Key words: religion; ethnomethodology; FOUCAULT; higher education; academic literacies; WINCH

Table of Contents

1. Introduction

2. Materials and Methodology

3. Faith and Constructionism

4. What Can be Written on the Gender Course?

5. Setting up a Discursive Problem

6. Finding Solutions to Competing Discourses

7. Conclusion

Notes

References

Author

Citation

 

1. Introduction

The experience of students affiliated with a religious faith in the UK higher education sector has started to attract greater attention from researchers and policy-makers. Despite religion being a protected characteristic under UK legislation, it has not yet received the same prominence as other such characteristics—especially those of race and sex or gender—in studies of university students (STEVENSON & AUNE, 2017). This is steadily beginning to change as researchers come to realise not only the opportunities afforded by the so-called "intersection" of religious faith with other markers of identity; but also the practical implications of the possibility that students of some faith may outnumber students of no faith on many campuses. [1]

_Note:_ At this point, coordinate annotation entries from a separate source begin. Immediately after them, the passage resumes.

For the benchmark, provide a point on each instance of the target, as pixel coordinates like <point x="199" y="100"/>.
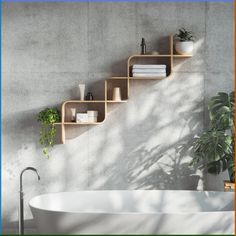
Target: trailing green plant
<point x="184" y="35"/>
<point x="47" y="118"/>
<point x="214" y="149"/>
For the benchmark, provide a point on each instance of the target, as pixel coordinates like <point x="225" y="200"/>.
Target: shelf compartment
<point x="83" y="107"/>
<point x="148" y="60"/>
<point x="122" y="83"/>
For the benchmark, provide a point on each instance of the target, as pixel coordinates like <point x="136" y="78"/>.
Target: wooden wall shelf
<point x="116" y="81"/>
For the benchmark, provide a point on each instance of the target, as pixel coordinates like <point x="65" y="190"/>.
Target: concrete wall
<point x="48" y="48"/>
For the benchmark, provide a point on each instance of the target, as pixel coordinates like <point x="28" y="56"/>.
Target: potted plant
<point x="184" y="45"/>
<point x="214" y="149"/>
<point x="47" y="118"/>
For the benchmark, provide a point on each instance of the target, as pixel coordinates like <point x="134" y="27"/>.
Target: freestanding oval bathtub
<point x="134" y="212"/>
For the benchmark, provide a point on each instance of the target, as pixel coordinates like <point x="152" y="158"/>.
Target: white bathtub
<point x="134" y="212"/>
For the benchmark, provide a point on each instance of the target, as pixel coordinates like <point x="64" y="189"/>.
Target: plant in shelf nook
<point x="47" y="118"/>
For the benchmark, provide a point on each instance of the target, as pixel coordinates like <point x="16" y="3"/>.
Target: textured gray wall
<point x="48" y="48"/>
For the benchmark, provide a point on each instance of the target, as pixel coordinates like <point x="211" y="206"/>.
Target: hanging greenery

The landscape for students of faith in UK higher education can still fairly be said to be one where they encounter secular influences. Although it seems that the influence of university attendance has minimal effect on the religiosity of students (GUEST, 2015; GUEST, AUNE, SHARMA & WARNER, 2013), with a few exceptions the universities themselves have no religious mission, governance, or organising principles. The specific challenges and needs of religious students are not generally met by the institution. In addition to negotiating the home-university nexus, life on campus, and religious allowances (GILLIAT-RAY, 2000), various teaching and learning considerations—instruction, assessment, syllabus—have the potential to take on a particular charge, especially in disciplines which, even if not designed to provide alternative explanations to those of religion, are frequently delivered in this way (FAIRWEATHER, 2012). These teaching and learning issues are gradually being brought into focus. [2]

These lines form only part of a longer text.